🤖 AI Summary
This study challenges the “generation-as-understanding” assumption underlying GPT-4o’s world-knowledge-guided semantic synthesis. Method: We systematically evaluate its unified competence across three dimensions—global instruction adherence, fine-grained editing fidelity, and post-generation reasoning—using a multidimensional, human-curated benchmark. Our assessment integrates instruction robustness analysis, knowledge-constraint consistency verification, and conditional reasoning validation. Contribution/Results: We provide the first empirical evidence of GPT-4o’s fundamental deficiency in dynamic knowledge integration: it consistently exhibits literal misinterpretation, inconsistent domain-knowledge application, and failures in conditional reasoning. These findings indicate that current multimodal large language models lack a truly closed-loop generation–understanding mechanism, thereby challenging prevailing assumptions about their cross-modal semantic coherence and knowledge-driven compositional capabilities.
📝 Abstract
OpenAI's multimodal GPT-4o has demonstrated remarkable capabilities in image generation and editing, yet its ability to achieve world knowledge-informed semantic synthesis--seamlessly integrating domain knowledge, contextual reasoning, and instruction adherence--remains unproven. In this study, we systematically evaluate these capabilities across three critical dimensions: (1) Global Instruction Adherence, (2) Fine-Grained Editing Precision, and (3) Post-Generation Reasoning.

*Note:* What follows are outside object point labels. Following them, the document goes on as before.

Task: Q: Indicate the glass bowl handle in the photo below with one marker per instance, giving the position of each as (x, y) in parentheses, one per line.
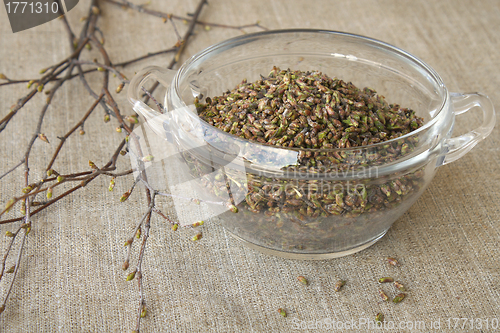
(461, 145)
(158, 122)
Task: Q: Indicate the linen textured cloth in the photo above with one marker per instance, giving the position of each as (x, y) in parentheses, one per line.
(70, 278)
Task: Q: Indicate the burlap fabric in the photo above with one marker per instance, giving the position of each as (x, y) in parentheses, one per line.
(71, 280)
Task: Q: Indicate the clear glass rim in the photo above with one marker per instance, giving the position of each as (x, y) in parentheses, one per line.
(239, 40)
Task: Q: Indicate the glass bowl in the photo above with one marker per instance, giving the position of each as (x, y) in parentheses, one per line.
(302, 202)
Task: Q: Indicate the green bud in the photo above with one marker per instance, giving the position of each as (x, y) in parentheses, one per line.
(198, 223)
(339, 285)
(302, 280)
(197, 237)
(385, 280)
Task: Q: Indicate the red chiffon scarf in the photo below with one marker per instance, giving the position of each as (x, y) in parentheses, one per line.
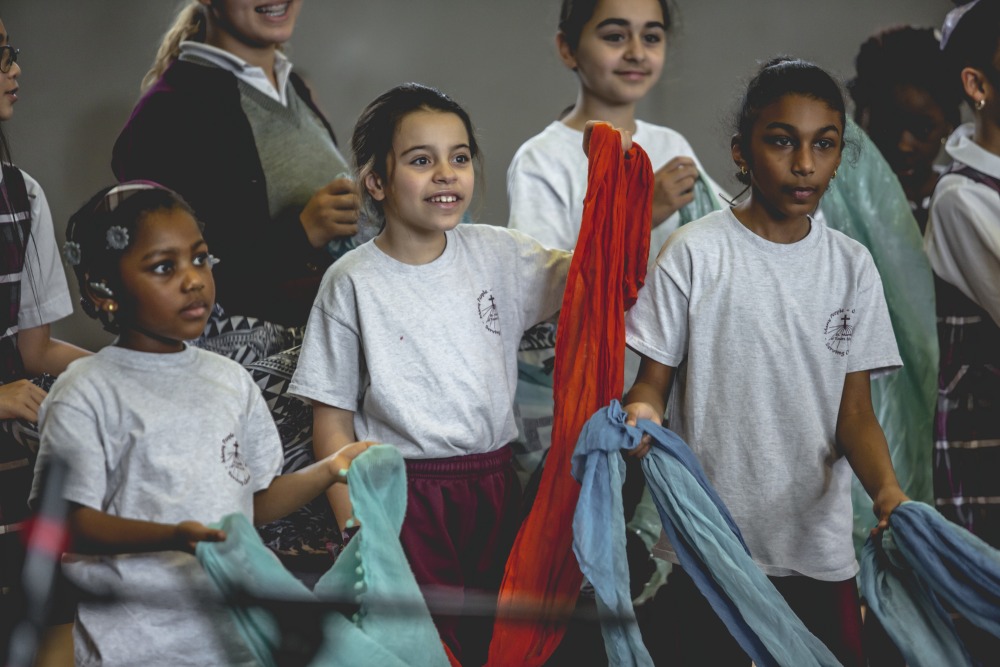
(542, 579)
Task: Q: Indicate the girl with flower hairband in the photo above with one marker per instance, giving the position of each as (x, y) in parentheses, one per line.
(33, 294)
(164, 438)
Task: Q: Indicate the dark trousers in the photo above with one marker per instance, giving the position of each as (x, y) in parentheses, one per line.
(462, 515)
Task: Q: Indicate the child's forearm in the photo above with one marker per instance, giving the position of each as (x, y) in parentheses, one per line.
(291, 491)
(863, 442)
(332, 429)
(95, 532)
(861, 438)
(43, 354)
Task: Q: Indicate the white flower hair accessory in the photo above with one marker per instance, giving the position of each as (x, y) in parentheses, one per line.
(71, 251)
(117, 237)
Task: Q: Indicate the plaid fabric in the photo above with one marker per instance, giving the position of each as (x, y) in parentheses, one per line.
(311, 530)
(967, 422)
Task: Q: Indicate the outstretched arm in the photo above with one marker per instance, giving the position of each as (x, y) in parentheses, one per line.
(860, 437)
(332, 429)
(289, 492)
(43, 354)
(95, 532)
(647, 399)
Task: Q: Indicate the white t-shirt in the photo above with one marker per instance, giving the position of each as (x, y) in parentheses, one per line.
(767, 333)
(44, 293)
(426, 355)
(547, 182)
(250, 74)
(962, 239)
(164, 438)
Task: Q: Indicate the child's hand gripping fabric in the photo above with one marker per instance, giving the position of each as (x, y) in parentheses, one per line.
(589, 129)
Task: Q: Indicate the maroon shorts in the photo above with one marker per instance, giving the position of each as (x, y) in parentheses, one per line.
(462, 515)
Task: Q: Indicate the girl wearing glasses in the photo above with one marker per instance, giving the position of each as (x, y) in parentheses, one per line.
(33, 294)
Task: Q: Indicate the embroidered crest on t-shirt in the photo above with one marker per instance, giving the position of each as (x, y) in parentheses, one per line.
(236, 468)
(839, 331)
(487, 306)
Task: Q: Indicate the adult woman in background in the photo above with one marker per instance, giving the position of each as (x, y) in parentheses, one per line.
(226, 123)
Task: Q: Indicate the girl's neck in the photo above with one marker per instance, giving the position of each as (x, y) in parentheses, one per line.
(588, 108)
(987, 134)
(769, 224)
(409, 247)
(142, 340)
(259, 56)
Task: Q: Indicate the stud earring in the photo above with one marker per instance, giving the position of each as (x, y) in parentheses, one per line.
(101, 289)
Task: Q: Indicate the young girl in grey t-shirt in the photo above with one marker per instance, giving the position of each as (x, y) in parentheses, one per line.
(773, 324)
(160, 439)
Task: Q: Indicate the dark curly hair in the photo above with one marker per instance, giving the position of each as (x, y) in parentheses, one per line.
(373, 134)
(574, 14)
(92, 256)
(973, 43)
(903, 56)
(776, 78)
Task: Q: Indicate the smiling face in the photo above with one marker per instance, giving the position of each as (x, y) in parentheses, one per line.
(167, 277)
(795, 148)
(621, 51)
(430, 176)
(251, 24)
(8, 82)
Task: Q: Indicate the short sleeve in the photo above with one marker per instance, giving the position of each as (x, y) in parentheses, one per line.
(44, 293)
(873, 343)
(962, 240)
(538, 201)
(260, 433)
(657, 325)
(72, 435)
(330, 364)
(542, 275)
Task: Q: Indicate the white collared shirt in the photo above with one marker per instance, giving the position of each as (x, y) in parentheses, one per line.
(249, 74)
(962, 239)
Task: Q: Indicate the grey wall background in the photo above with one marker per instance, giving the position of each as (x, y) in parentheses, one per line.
(83, 61)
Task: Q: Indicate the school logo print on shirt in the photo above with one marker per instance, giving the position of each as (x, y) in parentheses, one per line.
(839, 331)
(488, 313)
(236, 468)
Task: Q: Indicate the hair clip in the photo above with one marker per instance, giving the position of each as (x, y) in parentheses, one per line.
(117, 237)
(71, 251)
(101, 288)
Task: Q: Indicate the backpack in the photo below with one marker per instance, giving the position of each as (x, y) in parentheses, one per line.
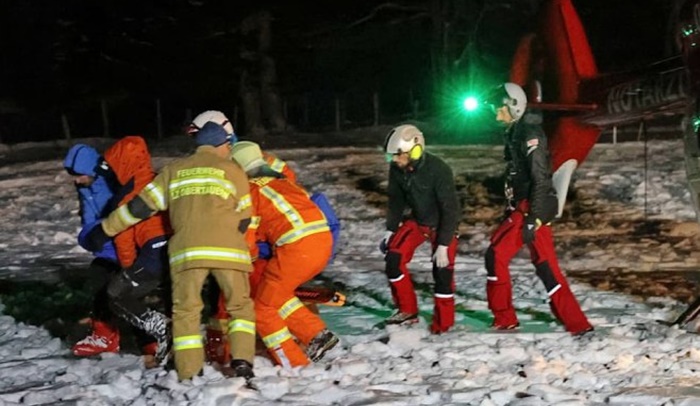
(333, 223)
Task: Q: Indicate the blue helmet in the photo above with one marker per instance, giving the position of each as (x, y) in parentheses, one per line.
(82, 160)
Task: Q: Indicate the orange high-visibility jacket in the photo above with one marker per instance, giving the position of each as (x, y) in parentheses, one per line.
(282, 213)
(130, 161)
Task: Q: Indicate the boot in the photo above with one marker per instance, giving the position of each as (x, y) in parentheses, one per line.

While existing benchmarks highlight GPT-4o's strong capabilities in image generation and editing, our evaluation reveals GPT-4o's persistent limitations: the model frequently defaults to literal interpretations of instructions, inconsistently applies knowledge constraints, and struggles with conditional reasoning tasks. These findings challenge prevailing assumptions about GPT-4o's unified understanding and generation capabilities, exposing significant gaps in its dynamic knowledge integration. Our study calls for the development of more robust benchmarks and training strategies that go beyond surface-level alignment, emphasizing context-aware and reasoning-grounded multimodal generation.